If the Court finds that there is no prima facie case on the papers, then the shareholder may still get a second bite at the cherry by seeking an oral hearing to try and persuade the Court otherwise.

We will have to wait and see how ClientEarth's application is received. Based on what we know, however, several points of interest stand out:

  • First, ClientEarth have successfully recruited a number of other institutional shareholders to publicly support the claim. These include pension funds and asset managers, based both in the UK and Europe.
  • Secondly, the focus of ClientEarth's argument appears to be far broader than simply saying that Shell's directors have failed to properly consider the company's impact on the environment.

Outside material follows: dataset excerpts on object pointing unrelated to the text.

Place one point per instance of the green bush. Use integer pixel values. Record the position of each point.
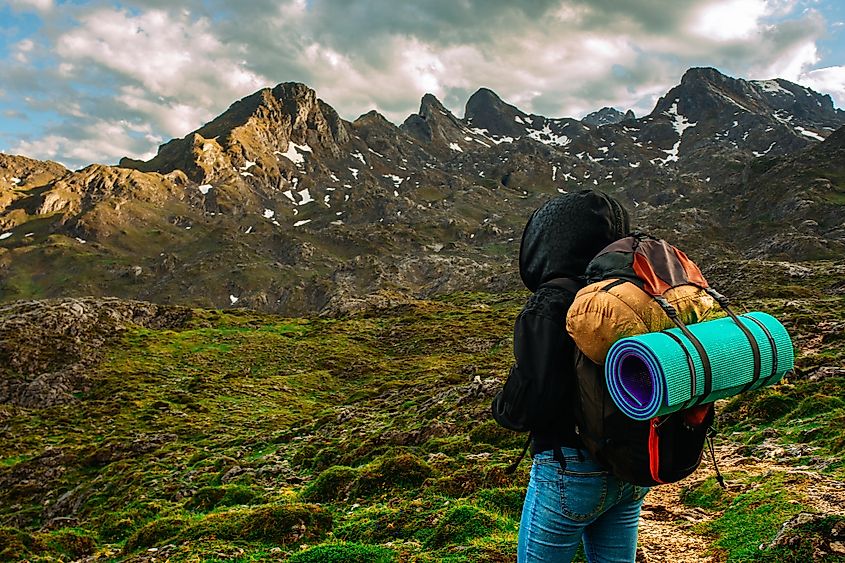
(332, 484)
(403, 470)
(116, 526)
(16, 545)
(207, 498)
(271, 523)
(344, 553)
(461, 524)
(154, 533)
(489, 432)
(507, 501)
(75, 543)
(817, 404)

Rather, they allege that Shell's strategy for achieving net-zero by 2050 is fatally flawed and that this will, in turn, jeopardise the long-term profitability and viability of the company. Thus, in the long-term, shareholder interests will not be protected. A director's duty to consider the likely consequences of a decision in the long term is also a requirement under section 172(1).
  • Thirdly, ClientEarth point to Shell's failure to act upon the judgment of the Dutch Court from 2021 as further evidence that they are not adequately addressing the real risks posed to the company by climate change. In that case, the Dutch Court ordered Shell to reduce its emissions by 45% by 2030 but ClientEarth say that Shell's current business plans will not achieve this.
  • Fourthly, Client Earth has, since sending its pre-action letter, undertaken expert analysis of Shell's corporate strategy which has, we presume, enabled them to now challenge those plans.
  • Of course, when it comes to value, no-one can ignore the bumper profits that Shell and other energy companies have recently reported. Whether these profits are sustainable in the medium to long-term, and the tension between short-term profitability versus long-term sustainability, are questions that the Court will have to grapple with.

We will continue to watch with interest as this important case unfolds.